Il sourit en s’asseyant sur le second fauteuil, puis il sort de sa poche un étui dans lequel il prend un long et mince cigare.

— Vous vérifierez tout de même, Horner. Quelqu’un d’autre peut se cacher dans les soutes. Je suis certainement surveillé de près, moi aussi à cause de mon amitié pour Argan.

La voix impersonnelle du robot de la tour de contrôle lui coupe la parole.

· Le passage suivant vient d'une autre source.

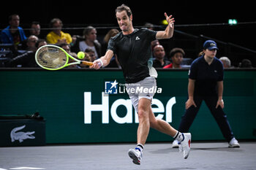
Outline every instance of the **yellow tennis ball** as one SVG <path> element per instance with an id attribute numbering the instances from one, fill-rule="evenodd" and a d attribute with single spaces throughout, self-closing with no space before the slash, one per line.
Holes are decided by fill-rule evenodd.
<path id="1" fill-rule="evenodd" d="M 86 55 L 84 54 L 84 53 L 83 52 L 78 52 L 78 58 L 79 58 L 79 59 L 83 59 L 83 58 L 84 58 L 84 56 L 85 56 Z"/>

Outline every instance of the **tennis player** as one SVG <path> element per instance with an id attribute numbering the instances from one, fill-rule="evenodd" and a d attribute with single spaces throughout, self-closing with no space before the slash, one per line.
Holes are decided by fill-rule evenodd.
<path id="1" fill-rule="evenodd" d="M 132 26 L 132 14 L 129 7 L 122 4 L 116 9 L 116 17 L 121 31 L 111 38 L 105 55 L 94 61 L 91 68 L 96 69 L 106 66 L 114 54 L 123 70 L 126 88 L 133 107 L 138 114 L 139 125 L 137 131 L 137 147 L 128 151 L 129 156 L 135 164 L 140 164 L 144 144 L 149 128 L 171 136 L 179 142 L 184 158 L 188 158 L 190 151 L 190 133 L 182 134 L 174 129 L 163 120 L 157 119 L 151 104 L 154 93 L 141 93 L 129 89 L 138 88 L 148 89 L 156 88 L 157 72 L 148 66 L 148 61 L 152 55 L 151 42 L 155 39 L 170 39 L 173 36 L 174 18 L 165 13 L 168 26 L 165 31 L 154 31 L 146 28 L 135 29 Z M 135 93 L 132 93 L 135 92 Z"/>

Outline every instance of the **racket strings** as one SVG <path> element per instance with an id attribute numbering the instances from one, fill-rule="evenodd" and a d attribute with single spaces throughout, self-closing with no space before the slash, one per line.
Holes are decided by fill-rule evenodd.
<path id="1" fill-rule="evenodd" d="M 64 51 L 54 47 L 45 47 L 37 54 L 37 60 L 42 66 L 59 69 L 67 63 L 67 57 Z"/>

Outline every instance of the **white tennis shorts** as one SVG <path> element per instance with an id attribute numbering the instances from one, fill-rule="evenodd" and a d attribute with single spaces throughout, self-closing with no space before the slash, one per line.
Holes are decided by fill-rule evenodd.
<path id="1" fill-rule="evenodd" d="M 135 111 L 138 112 L 139 100 L 146 98 L 152 101 L 153 96 L 157 89 L 157 80 L 153 77 L 148 77 L 136 83 L 128 83 L 125 85 L 127 92 L 132 101 Z"/>

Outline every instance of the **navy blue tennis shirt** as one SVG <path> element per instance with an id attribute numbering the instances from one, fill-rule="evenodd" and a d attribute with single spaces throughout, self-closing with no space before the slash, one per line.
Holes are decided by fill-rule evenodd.
<path id="1" fill-rule="evenodd" d="M 191 64 L 189 78 L 195 80 L 194 95 L 206 96 L 217 95 L 217 82 L 223 81 L 223 64 L 216 57 L 209 65 L 204 55 L 195 59 Z"/>
<path id="2" fill-rule="evenodd" d="M 127 83 L 138 82 L 149 77 L 148 59 L 152 56 L 151 42 L 157 31 L 142 28 L 135 28 L 128 35 L 122 31 L 112 37 L 108 46 L 117 55 Z"/>

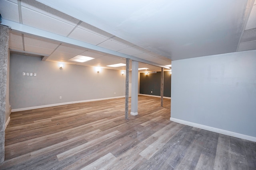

Fast II… Socle 27… Champ libre.

Nous décollons au compensateur de gravité. En douceur. Au lieu de nous arracher brutalement à l’attraction terrestre comme les anciennes fusées, nous sommes comme repoussés.

Erskine a allumé son cigare.

— Nous avons tous été pris de court par la destruction de ce laboratoire, et je suis certainement le seul à avoir eu un aviso prêt au décollage. Kalbach et Allard ont tout fait pour empêcher Argan de partir. Eux savent ce qu’il avait découvert. Au moment du départ d’Argan, j’ai eu l’impression qu’il entreprenait cette expérience de survie uniquement pour échapper à leurs sollicitations. Peut-être à leurs menaces !

Il se renverse dans son fauteuil en tirant une grosse bouffée de son cigare.

— Comment auriez-vous fait pour pénétrer à l’intérieur de l’Argan, Horner ? Vous n’ignorez pas que le vaisseau est en état de défense.

— Je n’y avais pas encore pensé.

— Vous vous seriez fait désintégrer en essayant d’ouvrir le sas d’accès. Désintégrer ou foudroyer.

— Et vous ?

— Moi, je sais. Il y a une possibilité. Une seule. Je le tiens d’Argan lui-même. Il avait dû prévoir que je pourrais avoir besoin de le joindre.

Quelle possibilité ?

— Au-dessus du sas d’accès, une plaque du blindage extérieur n’est pas protégée. Je m’enfermerai dans une capsule de colmatage pour pouvoir la découper au désintégrateur.

Je lance les moteurs atomiques, et nous ressentons l’espèce d’angoisse qui accompagne toujours les accélérations brutales malgré les compensateurs anti-G.

Immédiatement, je règle les coordonnées de distance sur le cadran du convertisseur qui va nous jeter dans le temps négatif puis, avec un sourire pour Erskine, je le mets en route.